Re: You cleverly left off the fact that the "current schedule" represents a 6 to 9 month slip from AMD's "prior schedule".
It's pretty clear that you've never had anything to do with R&D or high tech in general. When projects are first scoped out, early timelines project problems being solved easily, but they often aren't - that's why it's R&D and that's why the schedules are always off, if they already knew enough about it to make perfect schedules, it wouldn't be new technology.
If AMD is shipping in high volume by the end of the year, Athlon64 will be about 2 years later than the very earliest dates. That's not bad when compared to Itanium (which was a more complex project) that is about 4 to 6 years behind the very first plans.

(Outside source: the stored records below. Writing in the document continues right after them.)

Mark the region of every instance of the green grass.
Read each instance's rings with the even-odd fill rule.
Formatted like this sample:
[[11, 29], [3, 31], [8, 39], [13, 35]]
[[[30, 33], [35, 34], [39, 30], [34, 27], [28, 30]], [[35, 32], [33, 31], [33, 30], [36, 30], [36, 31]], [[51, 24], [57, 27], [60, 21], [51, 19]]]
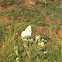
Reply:
[[[4, 1], [4, 3], [9, 4], [7, 1]], [[10, 3], [16, 4], [17, 2], [10, 0]], [[21, 10], [0, 11], [0, 16], [7, 16], [10, 19], [9, 23], [0, 25], [0, 62], [16, 62], [15, 46], [19, 48], [20, 62], [40, 62], [41, 59], [43, 62], [62, 62], [62, 38], [58, 36], [58, 28], [62, 26], [62, 23], [57, 22], [62, 21], [62, 9], [53, 2], [46, 7], [44, 5], [43, 2], [39, 2], [39, 6], [27, 8], [27, 6], [17, 5]], [[43, 14], [42, 11], [45, 11], [45, 13]], [[56, 22], [54, 21], [50, 25], [46, 21], [47, 16], [49, 16], [50, 22], [52, 20]], [[36, 27], [48, 30], [47, 35], [45, 35], [45, 32], [40, 33], [40, 36], [47, 40], [45, 48], [41, 49], [35, 40], [32, 42], [21, 40], [21, 32], [28, 25], [32, 26], [32, 36], [39, 34], [36, 33]], [[26, 44], [26, 48], [24, 44]], [[45, 50], [47, 50], [47, 54], [43, 56]]]

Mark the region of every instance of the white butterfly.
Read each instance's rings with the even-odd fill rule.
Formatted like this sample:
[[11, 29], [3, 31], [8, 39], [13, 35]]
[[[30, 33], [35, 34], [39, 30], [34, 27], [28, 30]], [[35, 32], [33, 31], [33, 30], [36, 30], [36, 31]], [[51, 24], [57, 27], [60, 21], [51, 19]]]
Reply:
[[23, 32], [21, 33], [22, 39], [23, 39], [23, 38], [31, 38], [31, 33], [32, 33], [31, 26], [29, 25], [29, 26], [25, 29], [25, 31], [23, 31]]

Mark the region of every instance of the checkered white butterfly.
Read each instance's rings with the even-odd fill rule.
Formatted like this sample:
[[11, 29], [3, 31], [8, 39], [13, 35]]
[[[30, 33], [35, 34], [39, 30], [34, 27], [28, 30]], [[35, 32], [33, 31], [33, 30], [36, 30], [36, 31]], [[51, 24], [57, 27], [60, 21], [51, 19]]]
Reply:
[[32, 33], [31, 26], [29, 25], [29, 26], [25, 29], [25, 31], [23, 31], [23, 32], [21, 33], [22, 39], [23, 39], [23, 38], [31, 38], [31, 33]]

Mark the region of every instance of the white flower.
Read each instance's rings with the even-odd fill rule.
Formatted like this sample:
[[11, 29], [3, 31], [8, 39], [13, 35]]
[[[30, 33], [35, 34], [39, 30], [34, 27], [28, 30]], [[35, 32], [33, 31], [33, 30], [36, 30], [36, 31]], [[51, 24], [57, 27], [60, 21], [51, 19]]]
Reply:
[[40, 39], [40, 36], [36, 36], [35, 39], [36, 39], [36, 41], [39, 40]]
[[44, 47], [44, 42], [38, 43], [41, 47]]
[[23, 31], [23, 32], [21, 33], [22, 39], [23, 39], [23, 38], [31, 38], [31, 33], [32, 33], [31, 26], [29, 25], [29, 26], [25, 29], [25, 31]]

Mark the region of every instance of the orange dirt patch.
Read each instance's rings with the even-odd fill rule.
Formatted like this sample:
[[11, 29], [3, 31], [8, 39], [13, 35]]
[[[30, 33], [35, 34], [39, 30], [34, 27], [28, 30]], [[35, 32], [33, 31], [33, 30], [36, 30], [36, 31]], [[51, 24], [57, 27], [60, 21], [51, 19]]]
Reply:
[[7, 16], [1, 16], [0, 17], [0, 24], [2, 23], [8, 23], [10, 20], [8, 19]]
[[14, 9], [14, 10], [21, 10], [20, 8], [16, 7], [16, 5], [10, 5], [7, 7], [7, 9], [11, 10], [11, 9]]
[[44, 26], [44, 27], [42, 27], [42, 26], [41, 27], [40, 26], [36, 27], [36, 33], [37, 34], [40, 33], [40, 34], [48, 35], [48, 30], [46, 30], [45, 27], [46, 26]]

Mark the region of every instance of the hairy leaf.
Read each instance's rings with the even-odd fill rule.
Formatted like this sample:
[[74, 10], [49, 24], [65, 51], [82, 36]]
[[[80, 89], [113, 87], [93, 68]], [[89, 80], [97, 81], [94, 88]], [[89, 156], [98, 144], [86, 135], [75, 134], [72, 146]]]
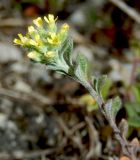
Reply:
[[87, 79], [88, 75], [88, 62], [84, 55], [78, 54], [76, 58], [76, 65], [74, 67], [76, 77], [81, 80]]
[[73, 50], [73, 40], [71, 38], [67, 38], [62, 44], [59, 50], [59, 56], [62, 61], [65, 61], [69, 66], [72, 66], [72, 54]]

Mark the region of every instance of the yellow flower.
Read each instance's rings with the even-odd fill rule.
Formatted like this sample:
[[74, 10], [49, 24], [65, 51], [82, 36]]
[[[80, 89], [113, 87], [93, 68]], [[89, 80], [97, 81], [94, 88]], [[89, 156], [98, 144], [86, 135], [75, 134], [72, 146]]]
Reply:
[[52, 45], [58, 45], [61, 43], [60, 38], [56, 33], [50, 33], [50, 38], [47, 38], [47, 40]]
[[29, 52], [29, 53], [27, 54], [27, 56], [28, 56], [30, 59], [35, 60], [35, 59], [38, 58], [37, 54], [38, 54], [37, 52], [32, 51], [32, 52]]
[[36, 46], [36, 47], [38, 46], [38, 43], [32, 39], [29, 39], [26, 44]]
[[42, 40], [39, 34], [35, 35], [35, 41], [37, 42], [38, 46], [42, 45]]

Since some models of Opteron have now been shipping for several months, and the systems have been fine (and I know they are, since several of our Opteron servers have now been running for a couple of months), it's fair to say that things are looking pretty good for the Athlon 64 launch. The current Athlon64 is basically an Opteron 2XX with a different sticker on it, so AMD has a pretty good handle on how the launch will go. Given that support from motherboard and chipset makers has been strong, and the existing products have been rock solid, the Athlon 64 launch is looking pretty good.
The Opteron/Athlon64 program has been a spectacular success for AMD. To understand just how tremendous a job AMD has done, you need to consider that Itanium, which was not constrained by the need to maintain backwards compatability with anything, hardware or software (though it was complicated by the use of a different instruction set) has taken 2 to 3 times as long to bring to market at (at minimum) 20 times the cost.
The Opteron/Athlon64 is an incredible achievment and the markets are starting to pick up on that fact.